The following morning, true to his word, Gundy stared my shearing lessons. At the end of the first run, he called out, "Chummy! Git over here mate, if ya wanna' learn to shear!"
He pulled the machine out of gear and said, "Alright Chummy, ya can finish the last side. Pull his head forwards and put ya knees there. Now push down on his shoulder and hang on to the hand-piece."
The hand-piece was really hot from all the sand in the wool and it wanted to spin out of my hand as I tried to control it.
"Ya gotta' keep it on the skin, Chummy. It's the shortest way around the sheep, mate! Don't do any of that jabbin', mate, or it will become a habit."
The wool was actually coming off the skin as I pushed the hand-piece along the contours of the sheep.
"That's it Chummy! Keep the comb full and go slow until you've got all the blows down."
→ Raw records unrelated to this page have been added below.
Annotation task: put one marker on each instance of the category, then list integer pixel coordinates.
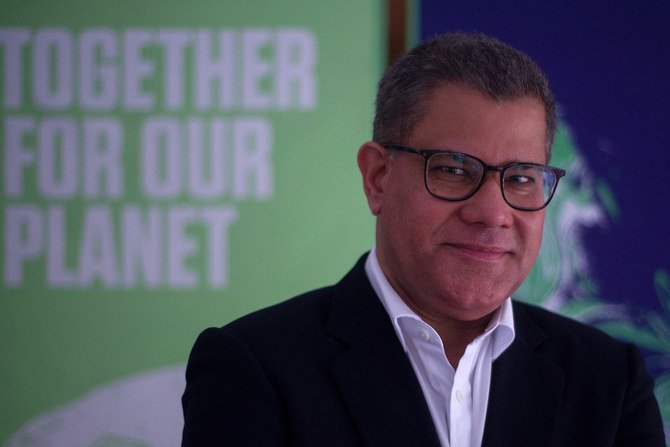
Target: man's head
(475, 60)
(457, 259)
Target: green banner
(167, 166)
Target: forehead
(497, 131)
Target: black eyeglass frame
(428, 153)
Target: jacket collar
(526, 390)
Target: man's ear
(373, 161)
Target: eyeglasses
(455, 176)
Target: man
(420, 344)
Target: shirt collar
(500, 328)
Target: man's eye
(520, 179)
(454, 170)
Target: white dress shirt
(457, 399)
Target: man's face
(456, 260)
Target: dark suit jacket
(326, 369)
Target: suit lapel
(525, 394)
(373, 373)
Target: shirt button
(459, 396)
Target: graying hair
(474, 60)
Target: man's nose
(487, 206)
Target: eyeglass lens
(454, 176)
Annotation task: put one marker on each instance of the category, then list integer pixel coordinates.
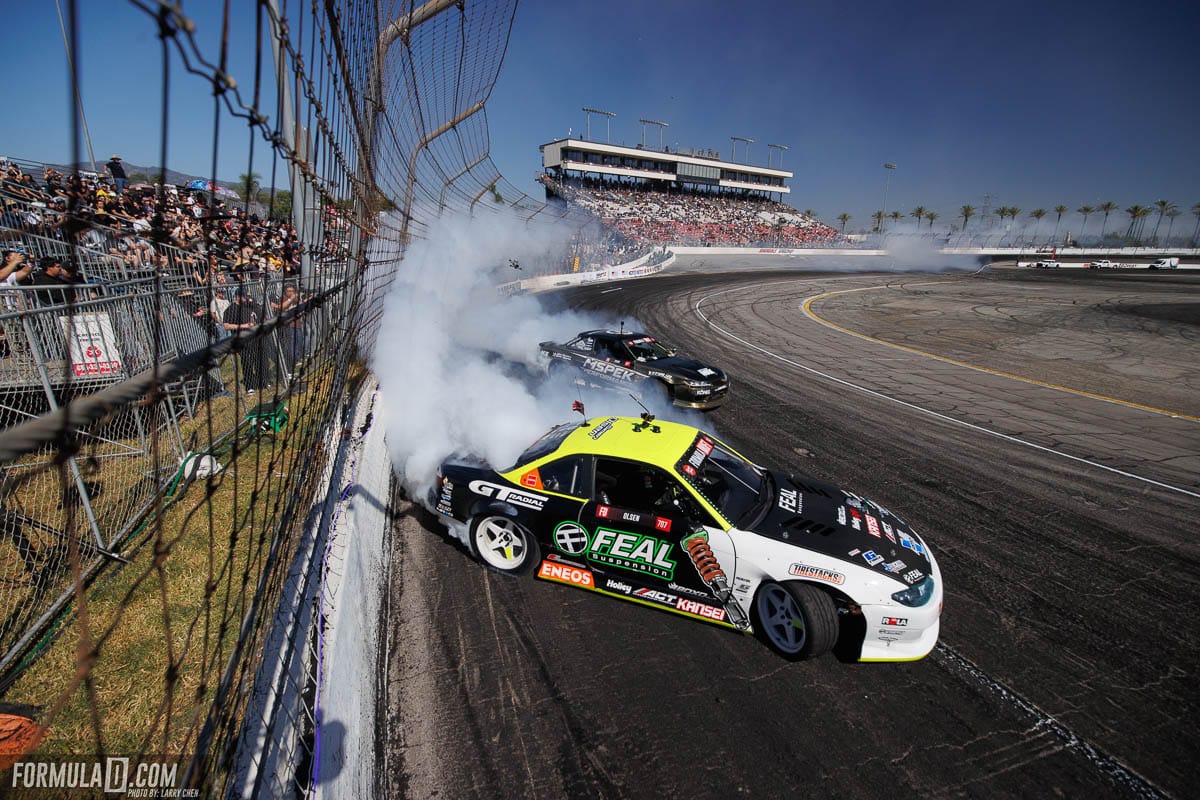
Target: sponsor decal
(634, 552)
(603, 428)
(508, 494)
(687, 590)
(657, 596)
(700, 609)
(564, 573)
(558, 559)
(570, 539)
(609, 368)
(911, 543)
(820, 573)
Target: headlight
(917, 594)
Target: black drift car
(636, 362)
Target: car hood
(683, 367)
(817, 516)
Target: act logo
(570, 539)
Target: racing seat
(605, 485)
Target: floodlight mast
(609, 116)
(747, 149)
(661, 125)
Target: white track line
(918, 408)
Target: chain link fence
(175, 421)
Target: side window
(634, 486)
(570, 475)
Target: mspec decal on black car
(627, 360)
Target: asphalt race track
(1042, 429)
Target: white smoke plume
(459, 362)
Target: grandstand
(661, 198)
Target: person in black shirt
(118, 173)
(256, 367)
(57, 282)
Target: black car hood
(683, 367)
(821, 517)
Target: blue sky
(1033, 103)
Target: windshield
(546, 444)
(730, 482)
(648, 349)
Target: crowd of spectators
(645, 214)
(105, 235)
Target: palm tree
(1037, 214)
(1086, 210)
(1163, 208)
(967, 211)
(1108, 208)
(1060, 210)
(1137, 214)
(1171, 214)
(247, 185)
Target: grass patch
(135, 667)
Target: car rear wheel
(503, 545)
(796, 619)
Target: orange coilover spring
(702, 557)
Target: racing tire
(502, 545)
(797, 620)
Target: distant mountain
(173, 178)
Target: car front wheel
(797, 620)
(503, 545)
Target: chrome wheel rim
(501, 542)
(781, 619)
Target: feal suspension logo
(633, 552)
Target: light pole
(887, 182)
(748, 143)
(609, 116)
(661, 125)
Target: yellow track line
(811, 314)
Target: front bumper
(701, 397)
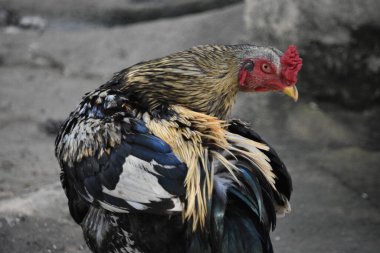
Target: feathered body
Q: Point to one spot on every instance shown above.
(150, 162)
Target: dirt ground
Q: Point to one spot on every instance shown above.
(332, 152)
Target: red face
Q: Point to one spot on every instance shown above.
(261, 74)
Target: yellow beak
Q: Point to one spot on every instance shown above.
(291, 92)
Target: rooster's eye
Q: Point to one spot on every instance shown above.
(266, 68)
(249, 66)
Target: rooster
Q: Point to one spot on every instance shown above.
(151, 162)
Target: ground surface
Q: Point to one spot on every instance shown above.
(332, 152)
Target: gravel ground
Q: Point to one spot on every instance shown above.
(333, 153)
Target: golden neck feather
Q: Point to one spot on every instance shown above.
(203, 79)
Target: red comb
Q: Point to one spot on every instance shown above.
(291, 63)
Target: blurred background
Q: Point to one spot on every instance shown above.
(53, 51)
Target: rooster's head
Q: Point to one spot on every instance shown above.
(267, 69)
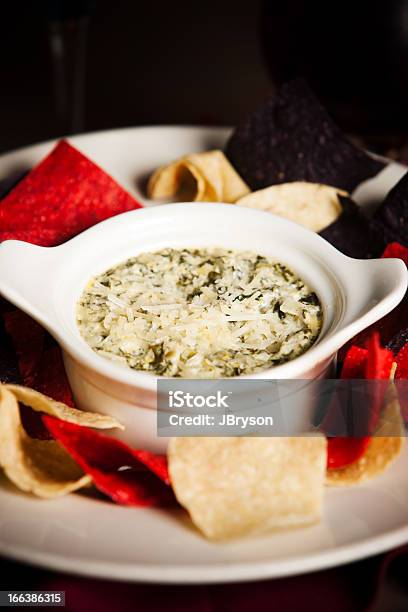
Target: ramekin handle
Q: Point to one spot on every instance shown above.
(27, 274)
(374, 288)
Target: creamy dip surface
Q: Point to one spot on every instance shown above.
(199, 313)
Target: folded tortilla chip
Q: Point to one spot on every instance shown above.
(232, 486)
(383, 449)
(202, 177)
(312, 205)
(41, 403)
(41, 467)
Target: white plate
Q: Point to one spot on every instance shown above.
(92, 537)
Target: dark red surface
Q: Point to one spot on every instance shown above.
(129, 477)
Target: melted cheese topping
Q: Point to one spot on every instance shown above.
(201, 313)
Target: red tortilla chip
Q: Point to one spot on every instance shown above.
(63, 195)
(373, 362)
(394, 249)
(392, 325)
(51, 378)
(27, 337)
(355, 363)
(402, 363)
(129, 477)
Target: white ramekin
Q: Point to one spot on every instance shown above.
(47, 282)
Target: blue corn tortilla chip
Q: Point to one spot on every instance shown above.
(353, 233)
(292, 138)
(392, 215)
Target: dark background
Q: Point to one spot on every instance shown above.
(141, 62)
(145, 62)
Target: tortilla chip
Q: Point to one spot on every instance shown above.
(202, 177)
(354, 234)
(41, 403)
(292, 138)
(40, 467)
(63, 195)
(128, 476)
(393, 213)
(312, 205)
(383, 449)
(232, 486)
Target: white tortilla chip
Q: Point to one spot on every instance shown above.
(42, 403)
(41, 467)
(312, 205)
(202, 177)
(232, 486)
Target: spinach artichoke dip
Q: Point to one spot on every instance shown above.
(199, 313)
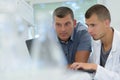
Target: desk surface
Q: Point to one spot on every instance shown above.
(45, 74)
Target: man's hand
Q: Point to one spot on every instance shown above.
(83, 66)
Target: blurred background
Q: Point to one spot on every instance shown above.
(21, 20)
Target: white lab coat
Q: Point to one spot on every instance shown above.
(111, 71)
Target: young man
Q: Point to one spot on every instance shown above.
(106, 48)
(74, 38)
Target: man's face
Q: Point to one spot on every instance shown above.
(64, 27)
(96, 27)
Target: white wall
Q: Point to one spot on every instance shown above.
(114, 8)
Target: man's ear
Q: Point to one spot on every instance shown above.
(75, 23)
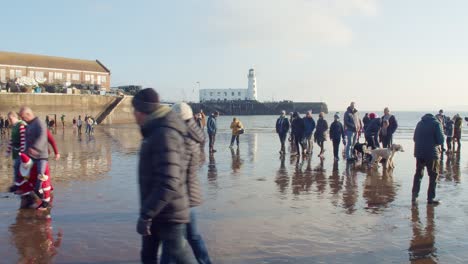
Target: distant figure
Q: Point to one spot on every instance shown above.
(237, 129)
(392, 127)
(336, 134)
(212, 129)
(321, 133)
(164, 202)
(298, 133)
(457, 129)
(372, 131)
(309, 125)
(449, 132)
(352, 125)
(428, 138)
(282, 129)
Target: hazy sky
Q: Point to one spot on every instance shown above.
(405, 54)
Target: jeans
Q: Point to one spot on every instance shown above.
(351, 140)
(172, 237)
(195, 240)
(432, 167)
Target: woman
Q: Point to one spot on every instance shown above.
(237, 129)
(321, 133)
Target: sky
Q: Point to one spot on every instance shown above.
(407, 55)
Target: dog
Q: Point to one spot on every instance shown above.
(384, 153)
(359, 149)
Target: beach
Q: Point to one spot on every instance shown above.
(258, 208)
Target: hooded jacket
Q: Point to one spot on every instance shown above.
(162, 168)
(427, 138)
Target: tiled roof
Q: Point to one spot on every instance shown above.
(31, 60)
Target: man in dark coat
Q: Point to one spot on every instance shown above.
(282, 128)
(164, 202)
(428, 138)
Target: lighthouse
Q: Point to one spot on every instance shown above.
(252, 86)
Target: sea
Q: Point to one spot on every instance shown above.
(258, 207)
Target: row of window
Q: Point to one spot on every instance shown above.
(52, 76)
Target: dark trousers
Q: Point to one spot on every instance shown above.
(432, 167)
(236, 138)
(196, 242)
(172, 237)
(282, 137)
(336, 147)
(211, 138)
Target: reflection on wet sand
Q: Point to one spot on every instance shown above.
(422, 246)
(33, 236)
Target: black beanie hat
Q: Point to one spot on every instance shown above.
(146, 101)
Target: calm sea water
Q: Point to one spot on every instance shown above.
(258, 208)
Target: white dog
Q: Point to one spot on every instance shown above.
(384, 153)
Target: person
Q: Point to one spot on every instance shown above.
(336, 134)
(282, 129)
(428, 138)
(352, 126)
(193, 141)
(392, 127)
(457, 128)
(320, 135)
(212, 128)
(237, 129)
(36, 146)
(79, 124)
(372, 131)
(441, 118)
(298, 129)
(449, 132)
(202, 119)
(164, 202)
(309, 125)
(16, 145)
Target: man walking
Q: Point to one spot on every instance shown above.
(164, 203)
(352, 124)
(428, 138)
(212, 128)
(392, 127)
(282, 128)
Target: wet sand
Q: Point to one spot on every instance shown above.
(258, 208)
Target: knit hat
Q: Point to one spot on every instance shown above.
(26, 165)
(183, 110)
(146, 101)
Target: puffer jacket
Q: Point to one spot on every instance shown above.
(193, 141)
(162, 168)
(427, 138)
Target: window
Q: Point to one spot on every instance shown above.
(58, 76)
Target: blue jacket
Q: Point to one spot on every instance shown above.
(427, 138)
(309, 126)
(211, 125)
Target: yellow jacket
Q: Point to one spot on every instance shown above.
(236, 126)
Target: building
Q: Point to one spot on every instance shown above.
(232, 94)
(53, 70)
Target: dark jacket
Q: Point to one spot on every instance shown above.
(373, 127)
(427, 138)
(282, 125)
(162, 168)
(211, 125)
(193, 141)
(298, 128)
(321, 130)
(336, 130)
(309, 126)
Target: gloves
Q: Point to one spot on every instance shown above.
(144, 226)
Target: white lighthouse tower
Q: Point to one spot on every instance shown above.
(252, 86)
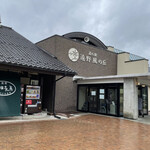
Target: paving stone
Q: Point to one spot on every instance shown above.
(87, 132)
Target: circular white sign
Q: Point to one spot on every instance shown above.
(73, 54)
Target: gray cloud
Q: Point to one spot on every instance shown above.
(122, 24)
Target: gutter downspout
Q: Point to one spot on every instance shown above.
(54, 92)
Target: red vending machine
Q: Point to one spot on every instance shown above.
(33, 102)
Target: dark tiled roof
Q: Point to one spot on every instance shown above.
(132, 57)
(17, 50)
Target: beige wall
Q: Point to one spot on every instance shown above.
(124, 66)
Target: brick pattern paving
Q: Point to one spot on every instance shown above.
(89, 132)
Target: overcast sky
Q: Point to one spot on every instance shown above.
(124, 24)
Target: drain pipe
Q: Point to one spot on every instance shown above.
(54, 92)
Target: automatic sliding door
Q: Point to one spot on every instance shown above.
(93, 99)
(111, 101)
(102, 106)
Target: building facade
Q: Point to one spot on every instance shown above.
(27, 75)
(108, 81)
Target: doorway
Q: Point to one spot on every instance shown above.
(103, 99)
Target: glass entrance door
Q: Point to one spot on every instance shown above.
(111, 101)
(107, 103)
(93, 99)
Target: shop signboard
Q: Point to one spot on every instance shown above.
(7, 88)
(90, 57)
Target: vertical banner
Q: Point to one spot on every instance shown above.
(9, 94)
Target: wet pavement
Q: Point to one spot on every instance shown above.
(87, 132)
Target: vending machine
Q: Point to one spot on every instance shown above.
(33, 101)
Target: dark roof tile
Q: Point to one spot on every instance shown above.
(16, 49)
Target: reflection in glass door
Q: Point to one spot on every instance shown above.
(102, 102)
(93, 99)
(111, 101)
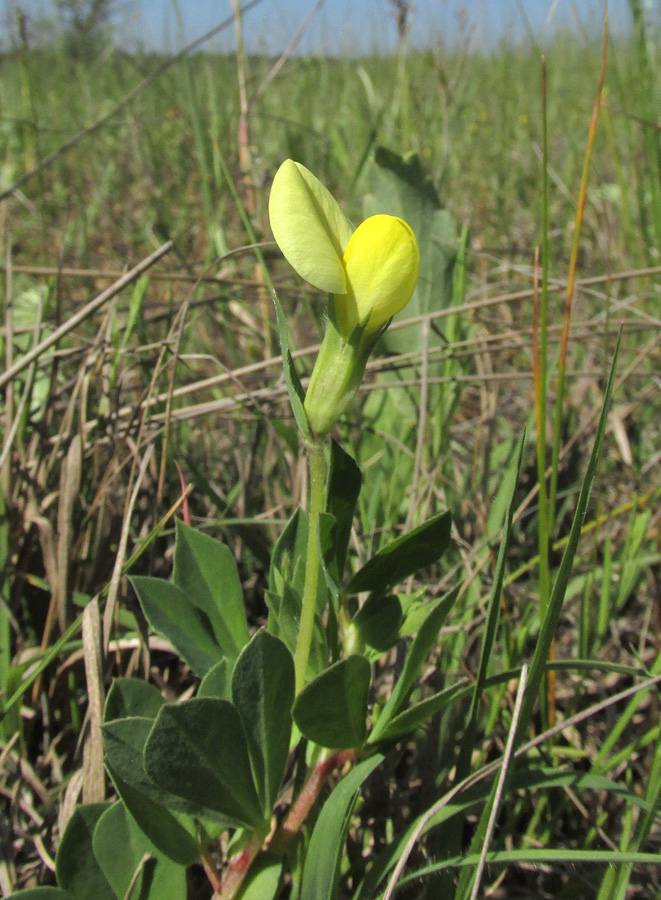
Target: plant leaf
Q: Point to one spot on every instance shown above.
(263, 688)
(404, 556)
(418, 653)
(198, 751)
(419, 713)
(322, 862)
(378, 620)
(130, 697)
(332, 709)
(172, 833)
(120, 847)
(170, 612)
(205, 570)
(217, 682)
(76, 866)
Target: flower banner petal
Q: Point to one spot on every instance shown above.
(309, 227)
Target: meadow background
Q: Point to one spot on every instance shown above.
(179, 369)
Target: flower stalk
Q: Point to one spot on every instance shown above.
(317, 462)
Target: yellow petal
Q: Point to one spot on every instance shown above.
(309, 226)
(381, 263)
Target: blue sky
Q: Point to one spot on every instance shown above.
(351, 25)
(360, 25)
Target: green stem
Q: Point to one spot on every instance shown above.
(315, 506)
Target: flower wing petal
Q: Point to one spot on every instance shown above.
(381, 261)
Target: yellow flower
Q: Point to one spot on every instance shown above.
(381, 263)
(370, 272)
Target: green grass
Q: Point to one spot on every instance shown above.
(198, 384)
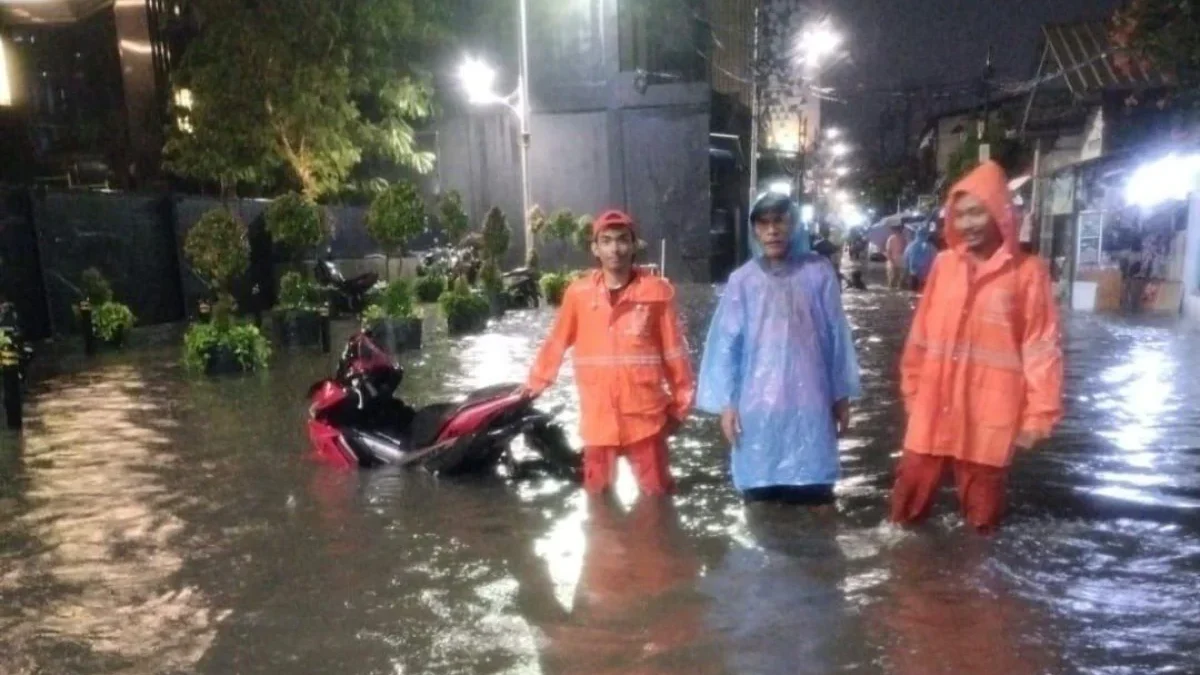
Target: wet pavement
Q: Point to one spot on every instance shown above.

As I finished off the big wether, Athel Cook came walking up the board.
"What are ya doing with that sheep, Chummy? Tryin' to root it mate?"
"I'm leaning to shear, Athel.", I said, without raising my head.
"You shear, ya pommy bastard? You'll never make a shearer as long as ya arsehole points to the ground, mate!"
"He'll make a better shearer than you Athel!", said Gundy.
"Bullshit mate! No fuckin' pommy will out-shear me!"
"Tell ya what, Athel, I'll bet ya, before this shed's over that Chummy can shear one of these wethers under 5 minutes!", said Gundy.
"Fucking bullshit Gundy!"
"I'll bet ya 10 bucks and a gallon flagon of plonk, mate!"
"Alright Gundy, ya fuckin' on, mate!"
As I pulled the machine out of gear, the sweat was pouring out of mi forehead and the small of mi back had a cramped pain in it from bending right over.
"Ya hear that mate? I'm gonna make a good shearer out of you. Just listen to what I tell you and every spare moment ya have, stand in front of me and watch."
"I'll give it my best shot, mate. I won't let ya down.", I said.
Each day, I started and finished off sheep for Gundy. Towards the end of the first week I shore a Wether from start to finish. It took me about 14 minutes and by the time I was finished, I was drenched in sweat.
"Good on you Chummy!", said Gundy. "that wasn't too bad for a learner. We've got to work on the blow and keep the machine flat on the skin."

The Shearing Shed on the One Tree Plain was now on it's last day. I had shorn my sheep in 4 minutes and 50 seconds! Gundy and the others had won their bet. Athel Cook was not too pleased about this. That evening, in the barroom, he tried to make things hard for me by calling me a 'pommy bastard' all evening. Eventually, his wife came out of the Sow Pen and took him home.

For the record; 15 years later, I was shearing around the Lake again. Athel, who was now about 60, had the misfortune of meeting me in Giltraps. A bloke, Mark Hargraves, had been kind enough to find me some work. Athel would be working alongside me for two weeks! On Sunday night, he was trying his best to upset me by calling me derogatory names and telling everyone in the bar that he was going to 'work me to death' in the following two weeks.
The first day, Athel shore 110 and I shore 125!
The next day, he shore 120 and I shore 150!
Try as he could, for the next two weeks, he could not keep up with me. By the end of the first week he was not looking too good. At first, everyone at Giltraps took the piss out of him 'cause he'd bragged and skited that he'd shear more sheep than that 'gutless, pommy bastard Yorky'! Halfway during the second week, he looked terrible. His ego was crushed and he could hardly walk. He was overworking his body so much that people stopped teasing his and told him to 'slow down before old Yorky works ya into the ground!' He refused to listen and kept up his pace hoping to catch up with me. At the end of two weeks he had to visit the local doctor for some pills. A week later, he had a heart attack and dropped dead.
From that day on, some shearers claimed that Yorky was the only shearer in Lake Cargelligo to work another shearer to death!
"Bullshit!", I said. "He had no hope of catching me!"